Salah, who walked free after serving a 16-month sentence, heads a group known as the northern branch of the Islamic Movement in Israel.

The political wing of the movement’s southern branch, called Raam, is headed by Mansour Abbas, who in June agreed to support a government headed by right-wing Israeli Prime Minister Naftali Bennett, backing that enabled Bennett to form a government.

The Islamic movement in Israel split in 1996.

Salah’s group was outlawed in 2015 for incitement linked to the Jerusalem holy site.

His supporters say his sermons are within the bounds of free speech and that his arrests constitute political intimidation intended to silence dissent. Salah served a nine-month sentence on similar charges in 2017.

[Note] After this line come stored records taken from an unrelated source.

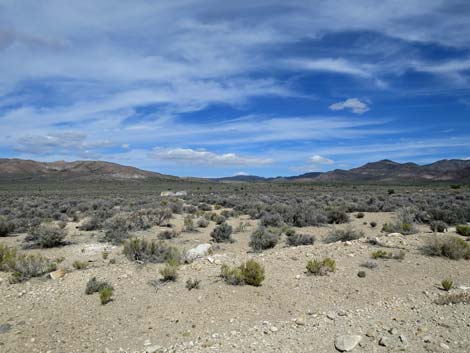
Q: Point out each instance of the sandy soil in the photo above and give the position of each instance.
(391, 308)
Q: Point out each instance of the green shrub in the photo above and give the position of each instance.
(150, 251)
(168, 234)
(379, 254)
(447, 284)
(80, 265)
(169, 272)
(46, 236)
(231, 275)
(463, 230)
(106, 295)
(453, 298)
(202, 223)
(189, 224)
(454, 248)
(347, 234)
(438, 226)
(300, 239)
(337, 216)
(219, 219)
(7, 257)
(262, 239)
(6, 227)
(89, 224)
(222, 233)
(192, 284)
(94, 286)
(321, 268)
(252, 272)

Salah’s movement calls for the boycott of Israeli elections by Palestinian citizens of Israel on the grounds that they give legitimacy to the institutions of Israel.

Before Israel’s March election, Abbas said his party was willing to work with any Israeli government that would take steps to improve the lives of Arab citizens, who have long complained of unequal treatment compared to Jewish Israelis.

Abbas then emerged as a surprise kingmaker and joined the coalition in a historic deal that included a multi-billion dollar pledge to tackle some of the problems experienced by Palestinian citizens of Israel, who constitute more than 20 percent of the country’s population.